例えば、学生時代に就職活動をしていてとても面白かった現象として、就職活動をし始めると急に猫も杓子も日経新聞を読み始めるというものがあるのだが、これは今までいくら読めと言われても全く意味を感じられなかった新聞が、職を得るという自分にとって重要なイベントに必要な情報だと理解したために、急に意味を帯びてきたということではないか。
(就職活動という今振り返ってみると比較的低リスクで失うものも少ないイベントではあるが、)自分の行動と準備次第で職を得られるかどうかが決まるという意味では、一定程度「身銭を切る」要素があるので、周りにあるものの見え方が変わってくるということだ。
習い事をすることの大きな効用として、一定のお金を投じているので学習効果が高まるということがよく言われるが、(マネー的な意味だけでなく)「身銭を切る」ことが、表面的な学習に留まらずに、いわゆる自身の血肉となるような学びにつながるということは、個人的に深く共感できる主張だ。
2つ目は、「身銭を切る」ことで、変に複雑なことを学ぶのではなく、シンプルかつ本質的なことを学ぼうとするようになるということ。
身銭を切るということは、現実に対処する必要があるということである。
現実は複雑で、かつ余りに多くのことが刻一刻と変化していってしまう。その全てを精緻に記述し、分析し、解決方法を探るということは難しい。複雑性を高めて、現実に起きること全てに精緻に対応しようとしている活動は、要は「地に足ついていない」と言える。

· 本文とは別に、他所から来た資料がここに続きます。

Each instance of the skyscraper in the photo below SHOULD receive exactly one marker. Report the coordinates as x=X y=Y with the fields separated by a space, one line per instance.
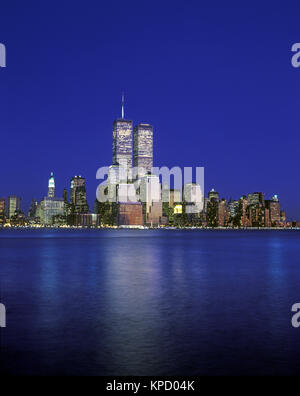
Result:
x=51 y=186
x=13 y=205
x=2 y=210
x=143 y=149
x=78 y=195
x=122 y=144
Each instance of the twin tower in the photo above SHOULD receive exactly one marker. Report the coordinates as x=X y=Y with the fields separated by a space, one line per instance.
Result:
x=129 y=152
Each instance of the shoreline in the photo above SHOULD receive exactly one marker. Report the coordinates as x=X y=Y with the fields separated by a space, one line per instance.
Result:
x=152 y=228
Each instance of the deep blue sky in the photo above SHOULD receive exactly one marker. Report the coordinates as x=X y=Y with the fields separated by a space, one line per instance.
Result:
x=214 y=78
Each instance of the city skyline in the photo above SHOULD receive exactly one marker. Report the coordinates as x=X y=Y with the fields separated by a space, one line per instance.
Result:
x=132 y=149
x=213 y=104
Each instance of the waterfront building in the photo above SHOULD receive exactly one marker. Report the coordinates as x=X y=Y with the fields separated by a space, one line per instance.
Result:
x=33 y=208
x=2 y=211
x=130 y=214
x=51 y=186
x=13 y=206
x=193 y=196
x=122 y=145
x=48 y=208
x=244 y=220
x=143 y=150
x=223 y=213
x=233 y=207
x=78 y=198
x=150 y=196
x=84 y=220
x=256 y=198
x=267 y=218
x=213 y=195
x=274 y=207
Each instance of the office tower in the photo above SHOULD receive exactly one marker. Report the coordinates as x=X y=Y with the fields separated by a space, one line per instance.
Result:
x=126 y=192
x=223 y=213
x=267 y=218
x=212 y=213
x=150 y=196
x=256 y=198
x=143 y=150
x=213 y=195
x=122 y=145
x=33 y=208
x=2 y=211
x=51 y=186
x=65 y=195
x=78 y=199
x=244 y=220
x=13 y=205
x=274 y=207
x=130 y=214
x=193 y=196
x=52 y=207
x=233 y=207
x=282 y=217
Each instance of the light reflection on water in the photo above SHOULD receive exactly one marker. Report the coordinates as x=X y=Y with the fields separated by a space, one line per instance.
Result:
x=149 y=302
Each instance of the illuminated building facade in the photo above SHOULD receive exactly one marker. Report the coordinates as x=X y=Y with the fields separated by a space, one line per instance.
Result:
x=122 y=145
x=143 y=149
x=130 y=214
x=150 y=196
x=2 y=211
x=51 y=186
x=13 y=205
x=78 y=199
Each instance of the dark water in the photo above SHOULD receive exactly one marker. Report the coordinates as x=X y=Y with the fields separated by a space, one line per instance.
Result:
x=149 y=302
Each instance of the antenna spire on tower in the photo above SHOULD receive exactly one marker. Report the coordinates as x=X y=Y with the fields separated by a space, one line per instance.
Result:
x=123 y=103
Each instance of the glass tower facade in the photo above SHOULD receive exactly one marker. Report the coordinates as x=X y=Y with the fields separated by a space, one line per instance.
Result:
x=122 y=144
x=143 y=149
x=51 y=186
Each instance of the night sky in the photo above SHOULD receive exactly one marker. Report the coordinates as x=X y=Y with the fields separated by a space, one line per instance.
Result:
x=214 y=78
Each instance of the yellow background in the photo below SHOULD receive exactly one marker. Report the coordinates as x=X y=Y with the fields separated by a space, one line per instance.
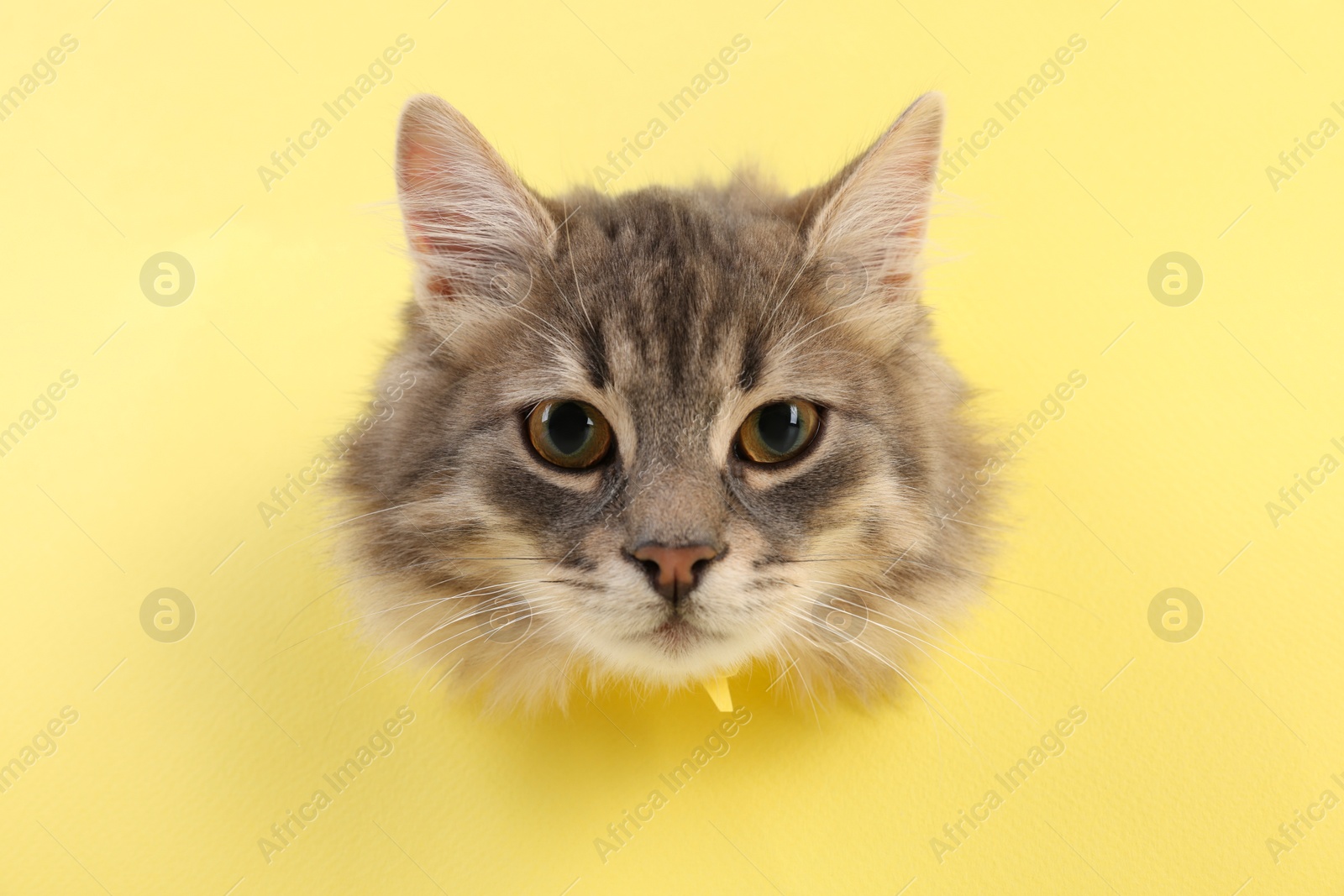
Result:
x=1158 y=476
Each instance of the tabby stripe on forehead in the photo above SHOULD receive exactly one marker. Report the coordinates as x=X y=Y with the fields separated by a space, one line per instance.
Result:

現実に対処するためには、シンプルだが本質的な思考ツールが必要であり、身銭を切っている人はそういったツールを嗅ぎ分けて獲得する可能性が高まる、ということだと僕なりに理解している。
この考え方は、いわゆる「ストリートスマート」という言葉と通ずる部分がある。
決してアカデミックな意味で優秀とは言えなくても、ビジネスや政治といった現実に対処することが求められる領域において類いまれな優秀さを持ち合わせている人のことをそう呼ぶが、本書の考え方につなげると、ストリートスマートな人たちは常に身銭を切っているからこそシンプルかつ本質的な学びを血肉にすることができている、ということだろう。

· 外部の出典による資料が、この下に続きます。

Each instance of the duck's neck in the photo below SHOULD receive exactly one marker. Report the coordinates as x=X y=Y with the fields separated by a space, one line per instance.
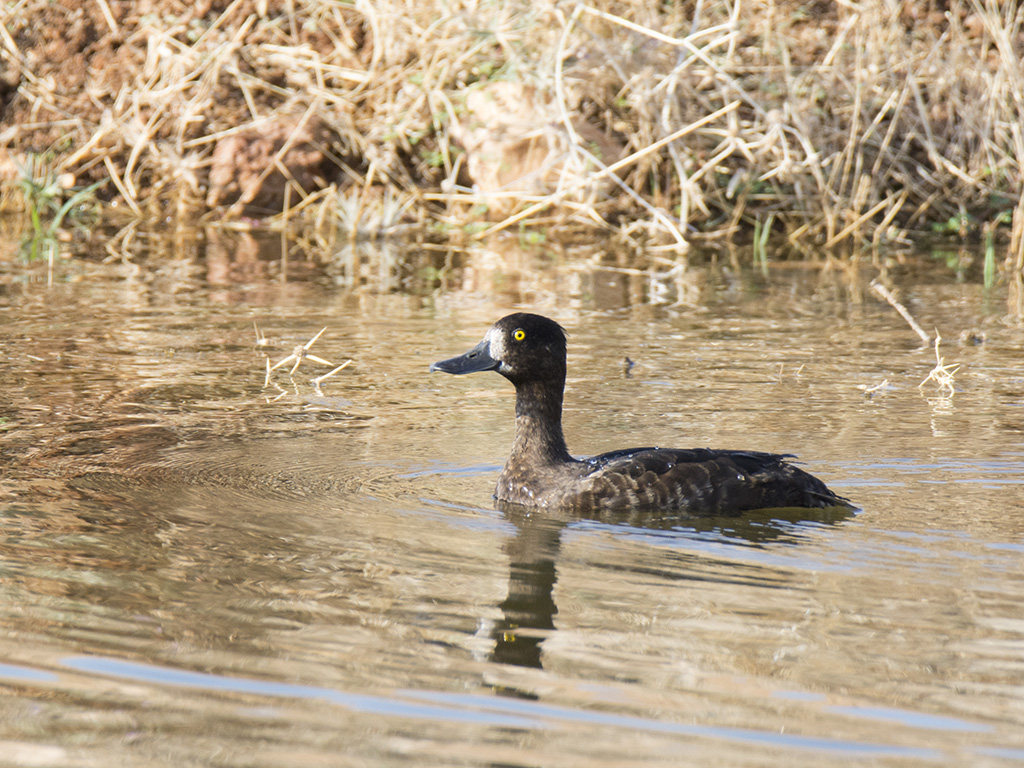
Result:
x=539 y=438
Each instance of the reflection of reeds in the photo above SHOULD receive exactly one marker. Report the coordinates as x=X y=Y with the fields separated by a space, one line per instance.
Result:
x=850 y=126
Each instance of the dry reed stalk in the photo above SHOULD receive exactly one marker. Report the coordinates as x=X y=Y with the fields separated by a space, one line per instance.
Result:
x=930 y=115
x=886 y=294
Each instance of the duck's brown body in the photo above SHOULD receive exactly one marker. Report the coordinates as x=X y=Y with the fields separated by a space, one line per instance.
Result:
x=529 y=350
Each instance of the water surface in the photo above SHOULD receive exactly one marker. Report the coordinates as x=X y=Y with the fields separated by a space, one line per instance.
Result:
x=203 y=569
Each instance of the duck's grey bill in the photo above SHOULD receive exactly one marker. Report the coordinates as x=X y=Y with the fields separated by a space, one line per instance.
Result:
x=477 y=358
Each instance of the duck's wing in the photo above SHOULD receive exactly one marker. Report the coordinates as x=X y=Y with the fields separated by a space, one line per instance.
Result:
x=697 y=481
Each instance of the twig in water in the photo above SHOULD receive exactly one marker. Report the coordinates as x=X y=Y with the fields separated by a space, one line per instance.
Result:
x=318 y=379
x=869 y=391
x=886 y=294
x=300 y=353
x=942 y=375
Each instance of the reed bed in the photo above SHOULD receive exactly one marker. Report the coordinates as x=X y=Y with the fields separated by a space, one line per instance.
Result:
x=839 y=125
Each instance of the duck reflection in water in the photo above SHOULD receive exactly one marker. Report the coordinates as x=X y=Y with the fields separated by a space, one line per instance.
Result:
x=543 y=487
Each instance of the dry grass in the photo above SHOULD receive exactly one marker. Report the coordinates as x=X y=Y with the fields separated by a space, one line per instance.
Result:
x=842 y=125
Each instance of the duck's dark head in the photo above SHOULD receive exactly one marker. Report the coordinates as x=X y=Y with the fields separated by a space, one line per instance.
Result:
x=521 y=347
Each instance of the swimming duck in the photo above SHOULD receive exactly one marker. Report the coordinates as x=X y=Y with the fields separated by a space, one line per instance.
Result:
x=529 y=351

3つ目は、「身銭を切る」ことをせずに利益を享受できるようになると、堕落していってしまうということ。
1つの例として、本書でも会社勤めと独立して働いている人の対比が出てくる。
良い条件で会社に勤める経験をしてしまうと、会社に「飼われる」ような状態になってしまい、嫌なことや不自由なことがあっても受け入れて働くようになってしまう。結果として、1つの会社でしか働くことのできない人材となってしまい、自分がやりたいことを自由に取り組んだり、会社のやり方がどうしても自分の考えと合わなかったりした際に、会社を離れて生きていくことができなくなるということは、日本に住む僕達にも共通するパターンだ。
自分の行動・決断に見合うリスクとリターンがあることが、世の中の本来的なルールであり、そのルールに従って生きること(身銭を切ること)を忘れてしまうと将来的に「ツケを払わされる」ということであり、組織に所属することが良いかどうかは置いておいて、いつでも野生に戻ることを想定していなければならない。
他にも重要かつ独創的な主張が多く含まれており、オススメではあるのだが、1つ難点を挙げておくと、かなり読みにくい本だ。
著者の他の本もそうなのだが、かなり独特な文体であることに加え、異なる視点で書かれたエッセイが無理に1つの本として繋げられていると感じられる部分もある。
本を読み慣れている人や、根気強く本書を読み進める覚悟のある人は別として、ちょっと興味があるので呼んでみたいという人は通読を前提とせずに、関心の高いテーマを拾い読みしていくのがオススメである。